Did someone sidle up to him in a dark lobby somewhere and whisper in his ear that this letter existed and “this is wot is sez, honest guv”? I know the journalist in question and he’d be just as doubting about that, perhaps even more so. Was he shown a draft of the letter, an early draft perhaps? One wonders, I don’t know. It passed from the Commission to someone else at some point. Logically the only place the Commission would conceivably send a text like that would be to the Member state mission to Brussels, UKRep or Scotland House (the Scottish government’s office in Brussels) and I think we can discount Scotland House. Someone in the House of Lords Committee? Possible but they hadn’t seen or received the text, and it would seem odd for them to receive an advance draft, especially one not signed off. Someone in the Scotland Office? I suspect we’re getting warmer here. Michael Moore was in Brussels on the day of the Scotsman splash. I know not why he was there but he evidently could find time in his schedule to set up walking shots outside the European Commission office. But how would the Scotland Office have got hold of the text? As I say, one wonders.
I appeared on the Daily Politics on Friday and there was a massive rowing back, with lots of protestations of wanting to get to the root of the issue when, in fact, it seems to me pretty clear that whoever leaked a draft of a text and misinformed the press wants to do the opposite. Should we just write that off as spin, or original journalism as Andrew Neil suggests? Yes and no. I’ve no problem with being criticised if I’m wrong, I’m not trying to mislead people but I have my own prejudices and preconceptions. But to be told I’m wrong because of a flat misrepresentation, exaggerated with repetition, of a document that isn’t official and doesn’t even deal with the scenario I’ve been talking about seems to me to be pretty unfair. As I say, I’ll be doing a lot of work on all this EU stuff in the new year, meantime I’ll take some time over the Christmas/Hogmanay break to rediscover my sense of humour.
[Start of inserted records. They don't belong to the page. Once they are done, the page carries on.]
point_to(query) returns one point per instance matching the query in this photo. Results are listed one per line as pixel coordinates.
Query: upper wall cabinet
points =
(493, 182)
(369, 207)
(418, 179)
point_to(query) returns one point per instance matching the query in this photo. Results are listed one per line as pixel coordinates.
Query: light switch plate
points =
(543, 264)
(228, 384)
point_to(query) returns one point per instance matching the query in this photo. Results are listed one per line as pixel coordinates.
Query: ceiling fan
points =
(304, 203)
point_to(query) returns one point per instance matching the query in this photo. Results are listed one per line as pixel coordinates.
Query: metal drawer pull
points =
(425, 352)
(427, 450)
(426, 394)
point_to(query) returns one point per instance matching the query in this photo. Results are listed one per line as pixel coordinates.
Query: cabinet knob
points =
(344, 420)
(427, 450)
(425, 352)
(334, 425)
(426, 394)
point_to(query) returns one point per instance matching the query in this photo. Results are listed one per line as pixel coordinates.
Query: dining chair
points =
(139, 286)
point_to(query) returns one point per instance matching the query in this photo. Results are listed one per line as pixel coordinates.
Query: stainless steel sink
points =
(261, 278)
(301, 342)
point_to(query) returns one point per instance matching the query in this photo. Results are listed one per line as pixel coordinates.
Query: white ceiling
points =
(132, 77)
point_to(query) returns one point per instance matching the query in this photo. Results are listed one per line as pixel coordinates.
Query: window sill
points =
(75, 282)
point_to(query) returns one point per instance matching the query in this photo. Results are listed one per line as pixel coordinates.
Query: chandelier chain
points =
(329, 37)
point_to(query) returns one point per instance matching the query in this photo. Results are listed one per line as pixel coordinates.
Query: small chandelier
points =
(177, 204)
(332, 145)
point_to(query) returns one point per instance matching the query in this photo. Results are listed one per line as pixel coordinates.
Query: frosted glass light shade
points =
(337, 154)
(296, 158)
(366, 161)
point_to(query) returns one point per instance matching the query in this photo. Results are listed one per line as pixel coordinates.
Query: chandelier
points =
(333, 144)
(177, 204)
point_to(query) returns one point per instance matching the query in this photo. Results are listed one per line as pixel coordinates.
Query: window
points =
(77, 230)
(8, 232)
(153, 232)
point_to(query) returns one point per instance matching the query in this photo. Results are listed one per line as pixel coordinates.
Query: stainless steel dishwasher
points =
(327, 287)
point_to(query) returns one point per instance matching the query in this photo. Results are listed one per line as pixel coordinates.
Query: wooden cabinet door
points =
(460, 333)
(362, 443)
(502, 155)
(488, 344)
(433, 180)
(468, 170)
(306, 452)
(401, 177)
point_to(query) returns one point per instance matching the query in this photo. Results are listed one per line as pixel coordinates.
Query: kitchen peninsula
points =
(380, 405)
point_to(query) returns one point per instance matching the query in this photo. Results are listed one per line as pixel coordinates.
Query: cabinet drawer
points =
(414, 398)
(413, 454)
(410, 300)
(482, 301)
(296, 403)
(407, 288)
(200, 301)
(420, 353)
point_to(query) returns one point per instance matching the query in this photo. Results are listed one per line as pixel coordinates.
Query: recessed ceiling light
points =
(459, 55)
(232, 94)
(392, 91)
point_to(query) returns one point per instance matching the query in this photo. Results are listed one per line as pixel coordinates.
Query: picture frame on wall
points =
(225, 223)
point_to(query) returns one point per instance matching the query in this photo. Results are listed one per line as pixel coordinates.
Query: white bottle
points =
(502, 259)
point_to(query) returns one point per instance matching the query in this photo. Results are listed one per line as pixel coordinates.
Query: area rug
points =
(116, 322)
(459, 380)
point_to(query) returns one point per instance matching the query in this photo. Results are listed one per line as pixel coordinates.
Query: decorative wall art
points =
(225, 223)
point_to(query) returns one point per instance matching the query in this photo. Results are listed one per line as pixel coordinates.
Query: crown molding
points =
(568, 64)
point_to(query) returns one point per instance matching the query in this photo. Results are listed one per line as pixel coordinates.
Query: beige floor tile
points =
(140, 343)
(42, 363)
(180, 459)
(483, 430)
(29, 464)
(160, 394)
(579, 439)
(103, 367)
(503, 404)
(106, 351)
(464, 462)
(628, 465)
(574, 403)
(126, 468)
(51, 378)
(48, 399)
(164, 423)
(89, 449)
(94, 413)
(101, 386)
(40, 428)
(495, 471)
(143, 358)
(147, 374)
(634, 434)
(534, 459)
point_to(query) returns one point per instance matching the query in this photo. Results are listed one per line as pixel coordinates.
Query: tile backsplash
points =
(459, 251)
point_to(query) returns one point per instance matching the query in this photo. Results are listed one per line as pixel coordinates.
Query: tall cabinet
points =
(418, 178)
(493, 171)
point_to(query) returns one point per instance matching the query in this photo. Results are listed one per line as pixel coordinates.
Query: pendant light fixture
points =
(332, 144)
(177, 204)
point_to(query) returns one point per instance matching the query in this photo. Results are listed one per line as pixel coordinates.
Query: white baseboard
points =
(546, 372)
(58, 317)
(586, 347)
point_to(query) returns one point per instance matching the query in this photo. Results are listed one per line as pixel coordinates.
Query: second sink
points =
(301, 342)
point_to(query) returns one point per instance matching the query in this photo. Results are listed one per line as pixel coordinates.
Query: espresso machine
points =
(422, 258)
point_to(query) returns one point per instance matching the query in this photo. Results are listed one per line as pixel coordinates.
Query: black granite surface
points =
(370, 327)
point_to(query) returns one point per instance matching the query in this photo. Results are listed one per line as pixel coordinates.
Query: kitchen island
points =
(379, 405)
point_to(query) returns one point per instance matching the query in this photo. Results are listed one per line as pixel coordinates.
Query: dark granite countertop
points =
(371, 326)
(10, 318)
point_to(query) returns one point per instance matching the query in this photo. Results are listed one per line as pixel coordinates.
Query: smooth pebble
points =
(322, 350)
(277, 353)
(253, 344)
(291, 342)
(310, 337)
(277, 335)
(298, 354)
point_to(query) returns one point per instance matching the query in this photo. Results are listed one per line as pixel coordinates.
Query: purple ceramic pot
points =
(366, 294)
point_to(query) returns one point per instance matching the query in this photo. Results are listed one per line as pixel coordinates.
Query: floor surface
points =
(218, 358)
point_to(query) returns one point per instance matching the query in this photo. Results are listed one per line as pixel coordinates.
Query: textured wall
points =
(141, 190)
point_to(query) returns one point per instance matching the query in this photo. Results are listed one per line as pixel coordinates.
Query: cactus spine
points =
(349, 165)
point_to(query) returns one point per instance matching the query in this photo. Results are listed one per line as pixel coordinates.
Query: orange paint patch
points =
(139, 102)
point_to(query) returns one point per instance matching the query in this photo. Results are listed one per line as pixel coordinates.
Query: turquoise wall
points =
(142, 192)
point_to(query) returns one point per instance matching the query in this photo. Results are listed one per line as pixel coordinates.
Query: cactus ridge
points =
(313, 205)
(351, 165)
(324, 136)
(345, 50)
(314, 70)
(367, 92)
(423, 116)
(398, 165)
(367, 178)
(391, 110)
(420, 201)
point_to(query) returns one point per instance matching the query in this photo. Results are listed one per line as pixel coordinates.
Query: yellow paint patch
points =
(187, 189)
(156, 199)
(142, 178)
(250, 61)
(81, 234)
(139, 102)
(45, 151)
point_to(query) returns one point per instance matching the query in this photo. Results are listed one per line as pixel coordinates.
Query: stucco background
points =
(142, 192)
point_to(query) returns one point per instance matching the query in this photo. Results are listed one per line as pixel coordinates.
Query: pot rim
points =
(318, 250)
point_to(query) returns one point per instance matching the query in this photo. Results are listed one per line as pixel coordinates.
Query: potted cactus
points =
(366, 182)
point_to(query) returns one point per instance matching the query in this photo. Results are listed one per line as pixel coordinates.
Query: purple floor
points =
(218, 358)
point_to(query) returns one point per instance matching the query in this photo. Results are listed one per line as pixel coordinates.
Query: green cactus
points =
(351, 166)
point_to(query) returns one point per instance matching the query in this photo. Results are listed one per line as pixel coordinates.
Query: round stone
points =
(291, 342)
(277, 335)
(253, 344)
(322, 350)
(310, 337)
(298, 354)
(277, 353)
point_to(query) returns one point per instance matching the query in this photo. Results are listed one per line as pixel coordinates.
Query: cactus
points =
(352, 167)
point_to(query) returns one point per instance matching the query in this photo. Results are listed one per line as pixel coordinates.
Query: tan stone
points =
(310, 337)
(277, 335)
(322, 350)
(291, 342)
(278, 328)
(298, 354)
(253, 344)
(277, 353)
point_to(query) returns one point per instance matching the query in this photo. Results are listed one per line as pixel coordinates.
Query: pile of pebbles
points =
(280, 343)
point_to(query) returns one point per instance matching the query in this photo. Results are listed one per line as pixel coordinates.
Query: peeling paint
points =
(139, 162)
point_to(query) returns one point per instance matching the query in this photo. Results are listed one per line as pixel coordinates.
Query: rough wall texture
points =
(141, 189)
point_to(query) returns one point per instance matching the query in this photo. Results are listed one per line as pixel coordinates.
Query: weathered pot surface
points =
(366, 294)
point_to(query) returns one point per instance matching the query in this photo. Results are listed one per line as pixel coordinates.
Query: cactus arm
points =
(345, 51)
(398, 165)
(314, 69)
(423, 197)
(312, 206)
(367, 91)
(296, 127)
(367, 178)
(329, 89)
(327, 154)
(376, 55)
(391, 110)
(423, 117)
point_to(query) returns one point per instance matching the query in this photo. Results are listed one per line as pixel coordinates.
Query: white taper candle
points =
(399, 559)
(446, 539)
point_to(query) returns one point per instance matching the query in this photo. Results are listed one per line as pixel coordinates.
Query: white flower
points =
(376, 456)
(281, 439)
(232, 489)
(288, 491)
In the meantime, though, I’ll do the honourable thing and recognise Lord George Foulkes’ contributions during this period, both in the television appearances and in his reported comments which show that he understands the position. He said “As long as Scotland remains in the UK, even with independence agreed in a referendum, it would be in the EU.” That’s the truth, that’s what we’ve been saying; after the referendum the negotiations on the details of our continuing membership of the EU will take place at the same time as our negotiations with London. On independence day we’ll be a full Member State of the European Union.